Sun Feb 4 23:06:27 EST 2018

On Sunday, February 4, 2018 at 5:32:51 PM UTC-6, Stanley Denman wrote:
> On Sunday, February 4, 2018 at 4:26:24 PM UTC-6, Stanley Denman wrote:
> > I am trying to parse a Python nested list that is the result of the getOutlines() function of module PyPFD2 using pyparsing module. This is the result I get. what in the world are 'expandtabs' and why is that making a difference to my parse attempt?
> > 
> > Python Code
> > 7
> > import PPDF2,pyparsing
> > from pyparsing import Word, alphas, nums
> > pdfFileObj=open('x.pdf','rb')
> > pdfReader=PyPDF2.PdfFileReader(pdfFileObj)

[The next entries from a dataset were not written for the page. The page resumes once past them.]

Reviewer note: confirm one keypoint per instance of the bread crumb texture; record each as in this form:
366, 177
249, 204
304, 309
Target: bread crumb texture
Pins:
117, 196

> > List=pdfReader.getOutlines()
> > myparser = Word( alphas ) + Word(nums, exact=2) +"of" + Word(nums, exact=2)
> > myparser.parseString(List)
> > 
> > This is the error I get:
> > 
> > Traceback (most recent call last):
> >   File "<pyshell#23>", line 1, in <module>
> >     myparser.parseString(List)
> >   File "C:\python\lib\site-packages\pyparsing.py", line 1620, in parseString
> >     instring = instring.expandtabs()
> > AttributeError: 'list' object has no attribute 'expandtabs'
> > 
> > Thanks so much, not getting any helpful responses from https://python-forum.io.

I have found that I can use the index values in the list to print out the section I need.  So print(MyList[7]) get me to section f taht I want.  print(MyList[9][1]) for example give me a string that is the bookmark entry for Exhibit 1F.  But this index value would presumeably be different for each pdf file - that is there may not always be Section A-E, but there will always be a Section F. In ther words, the index values that get me to the right section would be different in each pdf file.